Papini-Terzi FS, Rocha FR, Vêncio RZ, Felix JM, Branco DS, Waclawovsky AJ, Del Bem LE, Lembke CG, Costa MD, Nishiyama MY, Vicentini R, Vincentz MG, Ulian EC, Menossi M, Souza GM - BMC Genomics (2009)

Bottom Line: Sucrose content is a highly desirable trait in sugarcane as the worldwide demand for cost-effective biofuels surges.Genes associated with sucrose content were extensively validated by qRT-PCR, which highlighted several protein kinases and transcription factors that are likely to be regulators of sucrose accumulation.Moreover, sucrose-associated genes were shown to be directly responsive to short term sucrose stimuli, confirming their role in sugar-related pathways.
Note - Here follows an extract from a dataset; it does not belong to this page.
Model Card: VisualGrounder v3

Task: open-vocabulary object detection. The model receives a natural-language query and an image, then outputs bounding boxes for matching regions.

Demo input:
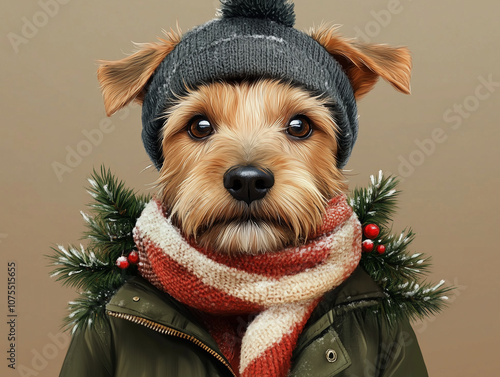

View Article: PubMed Central - HTML - PubMed

Affiliation: Departamento de Bioquímica, Instituto de Química, Universidade de São Paulo, São Paulo, SP, Brazil. flastal@yahoo.com.br

ABSTRACT

Background: Sucrose content is a highly desirable trait in sugarcane as the worldwide demand for cost-effective biofuels surges. Sugarcane cultivars differ in their capacity to accumulate sucrose and breeding programs routinely perform crosses to identify genotypes able to produce more sucrose. Sucrose content in the mature internodes reach around 20% of the culms dry weight. Genotypes in the populations reflect their genetic program and may display contrasting growth, development, and physiology, all of which affect carbohydrate metabolism. Few studies have profiled gene expression related to sugarcane's sugar content. The identification of signal transduction components and transcription factors that might regulate sugar accumulation is highly desirable if we are to improve this characteristic of sugarcane plants.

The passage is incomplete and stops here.